Coming off the same theme of Relevance, as I look back, I realise I should have studied more. Here is a quick look at what I have done so far:


  • Front End dev: Angular, TypeScript




  • Azure AZ-103: Self Study using Udemy
  • ScrumStudy Agile training: 3 days
  • DevOps Foundation: 2 days
  • Architecting on AWS - 3 days training and exams
  • Merge: Offerzen conference, about tech, culture, hiring and more.
  • Spring One - Spring conference, with the tech leads, including Josh, Cote, etc.
  • Open Cloud Summit - powered globally by Microsoft Azure with guest speakers from leading projects such as GitHub, SUSE, Kubernetes, Spark, OpenShift, PostgreSQL and RedisLabs.


  • Microsoft 20778B: Analyzing Data with Power BI - 3 days training.
  • Microsoft Azure Kubernetes Services (AKS) - Blackbelt AKS Hackfest. This was hands-on training, the first for one day, and other other for two days.
  • TM Forum Open API Training - 3 days training for Fundamentals and Practitioners
  • Udemy: APIs, Social Media Data, and their Real World Applications. This taught how to use the Twitter API, and do analysis of tweets using Python.
  • Udemy: REST API Automation with REST Assured. This course taught how to use the Rest Assured Java library to do API testing.
  • Azure and AKS Blackbelt days: I attended about 3 days at Microsoft


  • UNISA PGCE - I only did the first semester
  • Crucial Accountability - 1 day
  • Google Cloud - 1 day overview and some hands-on work using GCP


  • Redhat Linux self study and exam
  • LEAP: Ken Blanchard Leadership - 5 days in-depth training
  • Design Thinking: IDEA - 3 days training
  • Crucial Conversations - 2 days


  • Web Application Architectures by University of New Mexico on Coursera. This taught the basic of web app design, using Ruby on Rails as the language of instruction.

2013 - 2014

  • During December 2013 at IS I self-studied SIP School SSCA
  • Formal CCNA SP 1 training for a week, and the exam the next week.
  • During December 2014 / January 2015, self studied EMC Information and Storage Management.
  • I also did a on-line VCE Associate course with exam, that took about 6 hours in December 2014

2011 - 2013

Two major training events at Accenture. Core Consulting School in Chicago in March 2011 - this is one of mandatory schools. They teach the Accenture methodology, primarily for Project Management and client interaction. Very good learning experience - about 300 similar skilled people from all over the world for a week.

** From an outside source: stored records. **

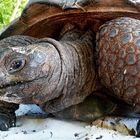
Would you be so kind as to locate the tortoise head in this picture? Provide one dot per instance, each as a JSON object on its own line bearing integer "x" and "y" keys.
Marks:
{"x": 24, "y": 65}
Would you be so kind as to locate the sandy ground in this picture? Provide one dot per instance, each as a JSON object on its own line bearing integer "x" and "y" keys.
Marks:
{"x": 32, "y": 128}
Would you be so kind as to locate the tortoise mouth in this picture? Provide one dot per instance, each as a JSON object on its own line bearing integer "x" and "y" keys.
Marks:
{"x": 19, "y": 83}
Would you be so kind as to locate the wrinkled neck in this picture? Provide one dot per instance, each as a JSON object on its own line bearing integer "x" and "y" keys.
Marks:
{"x": 76, "y": 77}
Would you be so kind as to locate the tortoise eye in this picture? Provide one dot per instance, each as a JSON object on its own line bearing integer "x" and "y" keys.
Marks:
{"x": 16, "y": 65}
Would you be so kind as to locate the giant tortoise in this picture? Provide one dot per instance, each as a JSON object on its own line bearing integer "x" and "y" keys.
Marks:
{"x": 76, "y": 59}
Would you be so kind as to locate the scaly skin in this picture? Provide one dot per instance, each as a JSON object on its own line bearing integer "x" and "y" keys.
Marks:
{"x": 53, "y": 74}
{"x": 63, "y": 73}
{"x": 118, "y": 50}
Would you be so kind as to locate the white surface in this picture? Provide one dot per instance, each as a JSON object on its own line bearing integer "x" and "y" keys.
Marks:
{"x": 54, "y": 129}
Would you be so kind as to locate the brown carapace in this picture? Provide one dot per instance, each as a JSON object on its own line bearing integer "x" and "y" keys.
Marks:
{"x": 76, "y": 59}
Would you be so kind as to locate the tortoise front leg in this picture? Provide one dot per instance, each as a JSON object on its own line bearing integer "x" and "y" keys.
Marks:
{"x": 7, "y": 115}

  • The other major one was Technology Architecture school in London. Very awesome learning experience
  • TMForum training - one week
  • I also self-studied towards Cisco CCNA1 in May 2011, and CCNA2 during July 2011. In December 2011 and January 2012, I self-studied CCDA

2008 - 2010

Early in 2008 just after I joined MTN, I decided I wanted to do more studying. I found out about an MSc Eng in Telecoms that Wits was offering. Some of the guys had completed while still at Wits before coming to work. I planned to complete it over 3 years. The first half of the year was for the course work and lectures, and the 2nd half of the year for research. I did two courses in 2008, and two courses in 2009. Each course lasted 6 weeks, with lectures of 3 hours, two days a week. I used to wake up at 3am to study, come in to work at 7am, leave for lectures at 8:30, and come back at lunch, and stay till late. 3 hour exam at the end of each course! When I told my manager that I was going to make up for all the lost work he said "I dont care what hours you do, just finish the work". Awesome!!! After 2 years of studying most weekends, I gave up. Best decision I made, with absolutely no regrets. Family is more important than this.

  • I started on an MSc Eng in Telecoms at Wits
  • During the same time at MTN, I did a one day Time Management course offered off-site. I still remember some of the things I learned, and have been practicing on it.
  • I also did a one-week F5 BigIP Load-Balancer support engineer course
  • Ericsson GSM one-week course
  • SmartTrust DP support engineer one week course
  • I was scheduled for an Oracle DB one-week course, but my resignation meant I could not make it

2005 - 2007

During my time at ECN, I did'nt do any formal training. I suppose I was just happy to be finally done with exams after 15 years or so.